# Good bye Alice in Wonderland



## kh4OffRoad (9 mo ago)

What was your “Good Bye Alice in Wonderland” (Song; Jewel 2005.: please go listen to this first) Moment? What made you decide it was over?


----------



## EleGirl (Dec 3, 2011)

Here's a link to the song.


----------



## BeyondRepair007 (Nov 4, 2021)

Lyrics link below.

I was a doormat. Rugswept everything I possibly could.
I held on to that last bit of hope like a lifeline…but it was attached to the Titanic.
I was young, had no help or role models, or TAM.

I came home from work early one day.
You know the rest.
I finally knew.



AZLyrics - request for access


----------



## A18S37K14H18 (Dec 14, 2021)

What made me decide it was over?

That's easy, when I found out he was cheating.

Case closed, game over, it was an open and shut case for me. I divorced him right away.

Cheating was, is and will always be a deal breaker for me.

Cheating is abuse. One should never remain with an abuser. An abusive partner needs to be cut out of one's life, to my way of thinking anyway.

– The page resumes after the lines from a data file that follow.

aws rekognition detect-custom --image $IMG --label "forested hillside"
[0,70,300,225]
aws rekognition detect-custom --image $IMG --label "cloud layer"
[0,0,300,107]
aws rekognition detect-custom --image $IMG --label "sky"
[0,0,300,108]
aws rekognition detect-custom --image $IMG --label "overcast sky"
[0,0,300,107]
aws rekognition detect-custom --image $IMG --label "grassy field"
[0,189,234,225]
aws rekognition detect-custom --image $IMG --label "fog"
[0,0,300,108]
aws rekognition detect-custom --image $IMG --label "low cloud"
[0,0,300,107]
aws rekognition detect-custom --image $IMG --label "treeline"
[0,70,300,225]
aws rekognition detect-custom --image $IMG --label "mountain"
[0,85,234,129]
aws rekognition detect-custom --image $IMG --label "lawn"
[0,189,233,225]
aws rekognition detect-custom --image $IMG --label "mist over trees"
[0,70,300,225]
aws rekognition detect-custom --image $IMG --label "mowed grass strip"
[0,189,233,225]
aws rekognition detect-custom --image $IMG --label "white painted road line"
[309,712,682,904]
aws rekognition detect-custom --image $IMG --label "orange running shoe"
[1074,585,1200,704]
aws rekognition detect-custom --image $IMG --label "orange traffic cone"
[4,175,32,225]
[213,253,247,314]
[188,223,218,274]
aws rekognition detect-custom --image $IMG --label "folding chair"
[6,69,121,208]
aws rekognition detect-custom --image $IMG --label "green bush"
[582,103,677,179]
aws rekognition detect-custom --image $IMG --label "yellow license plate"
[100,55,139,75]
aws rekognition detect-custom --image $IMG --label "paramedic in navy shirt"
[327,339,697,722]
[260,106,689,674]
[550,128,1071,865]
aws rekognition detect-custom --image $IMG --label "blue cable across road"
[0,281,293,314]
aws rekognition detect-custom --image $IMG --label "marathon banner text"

We had a nice life, I was giving up a lot and our children were just 4, 6 & 9 when we divorced. I'd been at home since we had our children too.


----------



## kh4OffRoad (9 mo ago)

A18S37K14H18 said:


> What made me decide it was over?
> 
> That's easy, when I found out he was cheating.
> 
> ...


So sorry to hear that. I hope for the children’s sake that he is a better dad then he was a husband.


----------



## Supermom24 (10 mo ago)

Million reasons by lady Gaga. This is my fight song is one that pumps me up, motivates me and lets me know I can make it.


----------



## Numb26 (Sep 11, 2019)

When I found out she was cheating with multiple people. Yeah, no coming back from that


----------